To ease the credit crisis Thursday, the Fed announced that it would boost to nearly $250 billion the funds available for major foreign central banks to ease the credit crisis. Meanwhile, the Securities and Exchange Commission signaled its intention to follow its British counterpart in issuing a temporary ban on short selling.

Short selling is a means of betting that a stock’s price will fall by selling borrowed shares in hopes they can be repurchased at a lower price. The practice has been increasingly blamed for causing sudden drops in companies’ stock values, frightening away lenders and leaving the firms financially beached.

Early reports that a comprehensive rescue was in the works caused U.S. stock prices to reverse course from Wednesday and roar upward Thursday.

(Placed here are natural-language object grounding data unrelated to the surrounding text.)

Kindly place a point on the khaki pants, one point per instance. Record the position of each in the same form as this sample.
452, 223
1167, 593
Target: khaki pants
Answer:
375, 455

Traders on the New York Stock Exchange broke into cheers as the bellwether Dow Jones industrial average switched from a 200-point loss to a better than 400-point gain by day’s end.

The Dow ended up 410.03 points, or 3.9 percent, at 11,019.69. The Nasdaq composite gained 100.25 points, or 4.8 percent, ending at 2,199.10, and the S&P 500 Index climbed 50.12 points, or 4.3 percent, to close at 1206.33, its largest one-day percentage gain in nearly six years.

Paulson and Bernanke acted on their new plan after a two-week period during which policymakers caromed from one debacle to another, responding to each with ad hoc steps that failed to reassure panicky investors. They seized mortgage giants Fannie Mae and Freddie as well as insurance behemoth American International Group Inc. and effectively pulled the plug on investment banks Lehman Brothers Holdings Co. and Merrill Lynch Cos. They also coaxed a group of 10 big financial institutions to kick into a $70 billion self-insurance pool and pumped out billions of dollars more to try to reverse a new and dangerous credit market freeze-up.

The full dimensions of what Washington has already done began to come into focus late Thursday when the Fed issued figures showing that it has made nearly $100 billion in special loans to financial firms around the world in the last week alone.

Separately, Treasury announced that it would expand a program to help bolster the Fed’s finances to $200 billion, from the $40 billion that it announced Wednesday.

According to those familiar with Bernanke and Paulson’s thinking, both of these efforts would be dwarfed by the new plan – the price of which could run into the hundreds of billions of dollars, or perhaps more.